Randy Johnson and Kelly McIntyre on the first day of rehearsals at theREP. Photo by Michael Hallisey/TheSpot518
ALBANY — Music has surrounded and influenced Randy Johnson since the writer and creator of “A Night With Janis Joplin” was born.
His godmother is renowned jazz musician Keely Smith, and her association with the famed “Rat Pack” introduced him early in life to musical legends Frank Sinatra and Dean Martin. He says that he also cut his teeth on the blues and jazz of artists like Nina Simone and Odetta Holmes; the very first concert he ever attended, at the age of 16, was Simone at the Troubadour in West Hollywood, Calif.
“I grew up around music royalty,” he said, sitting with his leading lady at Capital Repertory Theater in Albany, where his Broadway show will be opening on Friday, July 8. “I’ve been very blessed.”
So, when, on Oct. 11, 2010, he met the family of Janis Joplin and they asked the acclaimed playwright if he would be interested in creating a production that would share something of her personal story, he leapt at the opportunity. “They provided the source material for the show,” he said.
“We met and they gave me copies of her personal journals and her writing and that’s how the show was shaped. In reading her writing and talking to Laura and Michael [Joplin, Janis’ siblings], what I learned about Janis is that, far too often, her death and her demons are celebrated and not her life and her music. And that is the point of my show.”

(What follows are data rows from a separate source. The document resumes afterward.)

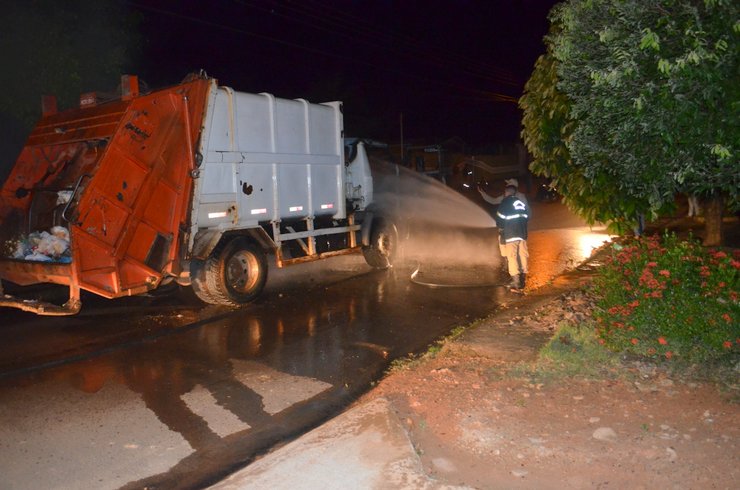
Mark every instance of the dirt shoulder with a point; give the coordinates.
(474, 425)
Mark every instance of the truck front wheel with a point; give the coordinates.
(383, 244)
(234, 274)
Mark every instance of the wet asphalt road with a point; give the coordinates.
(165, 393)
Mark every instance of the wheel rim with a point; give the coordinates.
(242, 272)
(385, 244)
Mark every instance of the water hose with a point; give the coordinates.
(416, 280)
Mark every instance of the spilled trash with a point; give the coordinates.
(51, 246)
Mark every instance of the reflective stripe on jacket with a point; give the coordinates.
(511, 219)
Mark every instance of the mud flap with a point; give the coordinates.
(71, 307)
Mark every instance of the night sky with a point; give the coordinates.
(453, 68)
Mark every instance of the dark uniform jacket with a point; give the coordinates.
(511, 219)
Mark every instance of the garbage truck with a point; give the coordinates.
(196, 184)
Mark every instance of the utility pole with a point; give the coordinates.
(403, 155)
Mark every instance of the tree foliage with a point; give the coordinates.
(644, 96)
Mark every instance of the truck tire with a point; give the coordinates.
(383, 245)
(234, 274)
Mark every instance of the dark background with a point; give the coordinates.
(452, 68)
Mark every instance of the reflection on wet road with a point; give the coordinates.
(159, 393)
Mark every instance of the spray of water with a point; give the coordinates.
(438, 225)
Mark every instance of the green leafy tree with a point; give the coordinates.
(652, 103)
(58, 48)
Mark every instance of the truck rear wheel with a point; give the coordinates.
(234, 274)
(383, 244)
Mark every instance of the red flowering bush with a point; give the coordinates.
(671, 299)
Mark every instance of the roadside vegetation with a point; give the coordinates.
(657, 301)
(634, 102)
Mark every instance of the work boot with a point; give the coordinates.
(515, 280)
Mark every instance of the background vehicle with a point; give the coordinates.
(194, 183)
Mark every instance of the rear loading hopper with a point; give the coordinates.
(117, 176)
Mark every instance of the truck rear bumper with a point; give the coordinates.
(25, 273)
(71, 307)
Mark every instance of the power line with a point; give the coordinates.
(484, 95)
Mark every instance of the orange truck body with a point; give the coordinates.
(127, 163)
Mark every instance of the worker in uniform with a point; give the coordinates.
(511, 218)
(496, 200)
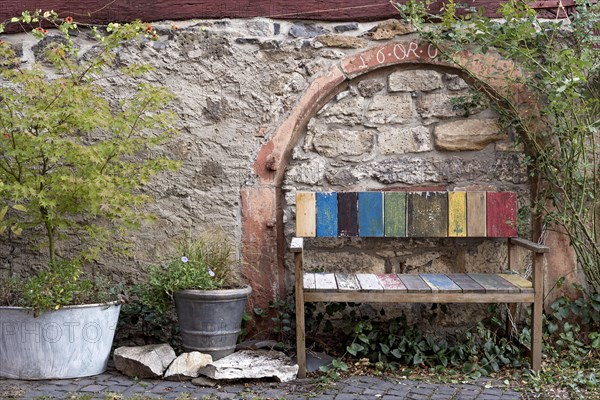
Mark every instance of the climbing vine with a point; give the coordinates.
(557, 114)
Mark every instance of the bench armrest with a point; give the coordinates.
(529, 245)
(297, 245)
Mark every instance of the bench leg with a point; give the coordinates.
(536, 315)
(300, 333)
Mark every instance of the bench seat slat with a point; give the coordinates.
(517, 280)
(494, 283)
(391, 282)
(441, 283)
(414, 283)
(309, 281)
(466, 283)
(347, 282)
(325, 282)
(369, 282)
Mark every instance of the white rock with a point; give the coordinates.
(252, 364)
(186, 366)
(144, 361)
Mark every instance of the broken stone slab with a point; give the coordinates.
(186, 366)
(390, 29)
(252, 364)
(205, 382)
(307, 30)
(467, 134)
(144, 361)
(256, 345)
(341, 41)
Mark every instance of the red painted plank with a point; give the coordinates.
(501, 214)
(102, 11)
(391, 282)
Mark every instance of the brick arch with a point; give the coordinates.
(262, 222)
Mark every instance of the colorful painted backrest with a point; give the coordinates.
(406, 214)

Exactly two years after Johnson met Joplin’s family, “Janis” opened on Broadway.
“When I met the Joplin family,” said Johnson, “I was introduced to a Janis that people don’t know. I’ve learned about Janis through her family’s perspective and, eventually, through the perspective of Janis herself. In my first meeting with Michael and Laura, I asked them to tell me of stories about growing up with Janis and their perspective of their sister. Who would have known that Janis grew up listening to Broadway show tunes?”

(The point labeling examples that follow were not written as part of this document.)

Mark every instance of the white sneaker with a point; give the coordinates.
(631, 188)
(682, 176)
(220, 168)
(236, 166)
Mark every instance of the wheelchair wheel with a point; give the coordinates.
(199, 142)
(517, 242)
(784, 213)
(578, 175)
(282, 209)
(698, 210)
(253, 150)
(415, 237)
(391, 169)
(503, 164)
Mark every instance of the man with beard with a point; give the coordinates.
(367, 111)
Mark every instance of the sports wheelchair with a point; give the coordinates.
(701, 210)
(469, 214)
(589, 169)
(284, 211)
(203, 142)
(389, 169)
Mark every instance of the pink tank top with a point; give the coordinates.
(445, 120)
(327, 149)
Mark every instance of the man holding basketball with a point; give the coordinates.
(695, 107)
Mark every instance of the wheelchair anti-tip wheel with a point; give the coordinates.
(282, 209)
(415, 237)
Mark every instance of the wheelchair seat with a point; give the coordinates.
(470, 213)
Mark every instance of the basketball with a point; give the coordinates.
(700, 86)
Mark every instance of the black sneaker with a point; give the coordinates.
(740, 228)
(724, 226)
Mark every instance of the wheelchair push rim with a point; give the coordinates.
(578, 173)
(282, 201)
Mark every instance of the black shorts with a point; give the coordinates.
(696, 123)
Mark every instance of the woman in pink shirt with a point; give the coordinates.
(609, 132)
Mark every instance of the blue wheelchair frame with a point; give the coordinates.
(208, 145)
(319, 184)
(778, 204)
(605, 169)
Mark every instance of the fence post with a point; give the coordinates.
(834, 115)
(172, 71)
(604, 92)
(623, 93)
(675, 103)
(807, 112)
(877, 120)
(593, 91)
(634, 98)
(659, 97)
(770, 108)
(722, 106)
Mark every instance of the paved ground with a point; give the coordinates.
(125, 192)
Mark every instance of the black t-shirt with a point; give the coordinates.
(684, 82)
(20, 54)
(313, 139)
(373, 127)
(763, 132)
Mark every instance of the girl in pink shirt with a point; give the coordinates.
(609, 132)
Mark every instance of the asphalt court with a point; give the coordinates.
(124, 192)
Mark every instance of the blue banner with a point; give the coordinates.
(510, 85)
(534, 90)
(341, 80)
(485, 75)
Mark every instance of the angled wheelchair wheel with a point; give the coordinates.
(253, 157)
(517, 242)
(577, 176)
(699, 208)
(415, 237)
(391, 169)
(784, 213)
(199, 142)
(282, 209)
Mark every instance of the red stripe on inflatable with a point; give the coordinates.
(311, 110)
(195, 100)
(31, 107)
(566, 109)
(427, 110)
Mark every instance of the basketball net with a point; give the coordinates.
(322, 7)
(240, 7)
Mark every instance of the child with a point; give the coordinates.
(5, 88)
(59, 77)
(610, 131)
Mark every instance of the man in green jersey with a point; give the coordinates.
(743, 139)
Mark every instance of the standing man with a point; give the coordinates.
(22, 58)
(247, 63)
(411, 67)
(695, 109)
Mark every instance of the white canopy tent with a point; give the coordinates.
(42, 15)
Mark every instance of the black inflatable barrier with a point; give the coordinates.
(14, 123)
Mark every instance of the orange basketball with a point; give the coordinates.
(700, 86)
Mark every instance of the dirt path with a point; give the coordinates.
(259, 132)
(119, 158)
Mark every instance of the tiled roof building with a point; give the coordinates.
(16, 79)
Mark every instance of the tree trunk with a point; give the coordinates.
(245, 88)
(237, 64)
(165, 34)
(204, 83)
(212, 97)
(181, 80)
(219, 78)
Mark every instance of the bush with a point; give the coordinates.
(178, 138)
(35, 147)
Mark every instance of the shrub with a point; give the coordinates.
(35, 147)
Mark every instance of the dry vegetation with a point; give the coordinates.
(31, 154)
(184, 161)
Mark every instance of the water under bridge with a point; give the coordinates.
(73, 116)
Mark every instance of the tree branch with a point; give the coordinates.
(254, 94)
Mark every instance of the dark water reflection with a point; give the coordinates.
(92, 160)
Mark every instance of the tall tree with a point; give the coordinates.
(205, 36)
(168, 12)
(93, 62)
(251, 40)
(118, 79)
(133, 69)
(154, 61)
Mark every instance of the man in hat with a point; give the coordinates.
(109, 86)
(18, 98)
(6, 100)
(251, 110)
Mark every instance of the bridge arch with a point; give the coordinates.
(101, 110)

“You wouldn’t listen to her and think that she was classically trained,” said Kelly McIntyre, the actress who portrays Joplin in theRep’s performance. “The grittiness, or the rawness, about her is the thing everyone knows and, because no one else sounds like her, everyone’s eyes go wide open and they can’t look away and they can’t stop listening.”
“She spoke the truth,” continued the 23-year-old actress. “Whatever came out, came out. You listen to her wails in “Ball and Chain” or in “Crybaby” and, at times, it’s almost like there are no detectable notes.”

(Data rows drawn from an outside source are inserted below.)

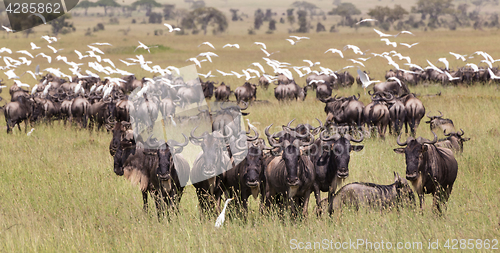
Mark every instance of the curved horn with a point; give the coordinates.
(246, 105)
(333, 137)
(175, 143)
(460, 135)
(193, 136)
(399, 143)
(250, 138)
(433, 141)
(350, 138)
(440, 116)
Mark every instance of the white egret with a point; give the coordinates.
(222, 216)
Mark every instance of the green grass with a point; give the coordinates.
(58, 191)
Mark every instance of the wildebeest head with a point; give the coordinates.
(213, 146)
(338, 149)
(403, 189)
(291, 145)
(414, 153)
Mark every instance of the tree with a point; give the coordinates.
(147, 4)
(345, 10)
(86, 5)
(205, 17)
(106, 4)
(433, 9)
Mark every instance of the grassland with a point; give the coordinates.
(58, 192)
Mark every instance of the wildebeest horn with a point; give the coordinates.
(253, 138)
(461, 133)
(175, 143)
(399, 143)
(333, 137)
(350, 138)
(194, 137)
(433, 141)
(246, 104)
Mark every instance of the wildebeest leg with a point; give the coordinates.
(145, 201)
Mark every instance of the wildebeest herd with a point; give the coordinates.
(233, 162)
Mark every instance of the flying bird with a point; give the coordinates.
(366, 20)
(445, 62)
(260, 44)
(101, 44)
(231, 45)
(408, 45)
(208, 44)
(8, 30)
(33, 46)
(293, 42)
(381, 34)
(222, 216)
(492, 75)
(49, 59)
(334, 50)
(53, 49)
(387, 42)
(365, 80)
(299, 38)
(459, 56)
(171, 29)
(141, 45)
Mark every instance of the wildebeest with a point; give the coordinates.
(374, 195)
(415, 111)
(437, 122)
(430, 169)
(344, 110)
(247, 92)
(247, 177)
(332, 165)
(17, 112)
(453, 141)
(290, 175)
(223, 92)
(207, 168)
(80, 108)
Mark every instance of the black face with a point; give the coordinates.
(291, 157)
(254, 166)
(414, 155)
(165, 163)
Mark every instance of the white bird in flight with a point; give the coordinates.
(8, 30)
(365, 80)
(141, 45)
(408, 45)
(231, 45)
(445, 62)
(260, 44)
(388, 42)
(334, 50)
(492, 75)
(222, 216)
(299, 38)
(293, 42)
(208, 44)
(33, 46)
(366, 20)
(459, 56)
(171, 29)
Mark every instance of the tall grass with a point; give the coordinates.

“But it’s on pitch!” exclaimed Johnson.
“And somehow,” continued McIntyre, “You’re still with her and she always comes back down to the bottom and then you hear this gorgeous alto, this beautiful voice that is up there with Pat Benatar and all the other female rock goddesses out there who were probably classically trained.”
Johnson and McIntyre both referred to the message conveyed by the young artist — a message that they seemed to agree amounted to a deep personal truth which she endeavored to resolve through abject honesty. “I connect with her, I think, age-wise, especially because I was the age that she was when she first got famous and I think it’s kind of cool to pay homage to that,” said McIntyre. “She was an inspiration of mine – still is, obviously – musician-wise; intelligently; as an artist; as a soul; as just a chick. I mean, she lived life more easily than we know how these days. There’s a lot going on that we take too seriously.”
Johnson envisioned the show that Joplin never played, he said. “It’s the concert before she made her final mistake.” It is the show that never got played; the show Janis would have played if she knew it was her last. Both Johnson and McIntyre feel that Joplin–as well as other fated musical legends such as Kurt Cobain and Amy Winehouse — knew her time was limited.
“The song “Kozmic Blues,” said Johnson, “I think, is a foretelling of her death, of the night that she died.
“Me too,” agreed McIntyre.
“If you read the lyrics to that song, it’s actually a foretelling.”
When Johnson speaks of his initial research for the production, he personifies the material, saying, he “brought Janis home.” As he researched, he said he separated himself from outside distractions, surrounding himself so he could tell her story.
“If Janis had hired me to create her concert,” said Johnson, “and to tell her story, this is what she and I would have come up with together. Beyond the obvious celebration of an artist whose life was cut short, the production also plays homage to the legends who influenced Joplin — Holmes, Simone, Aretha Franklin, Etta James, Bessie Smith.
After one performance on Broadway in 2012, Johnson was standing outside of the venue and was approached by two women who met at Woodstock and saw Janis Joplin perform live. They had come to his show on their anniversary, he said, “to relive the magic of meeting and falling in love under such extraordinary circumstances.” They cried, he cried. And then he took them on a tour of the set.
“Those things happen all the time,” said McIntyre. “One of the most exciting things for me on tour is that it isn’t just people who grew up with Janis, there are younger kids my age and there are people who were parents of the kids who grew up with Janis Joplin. All walks of life. People just wanted to celebrate her with us.”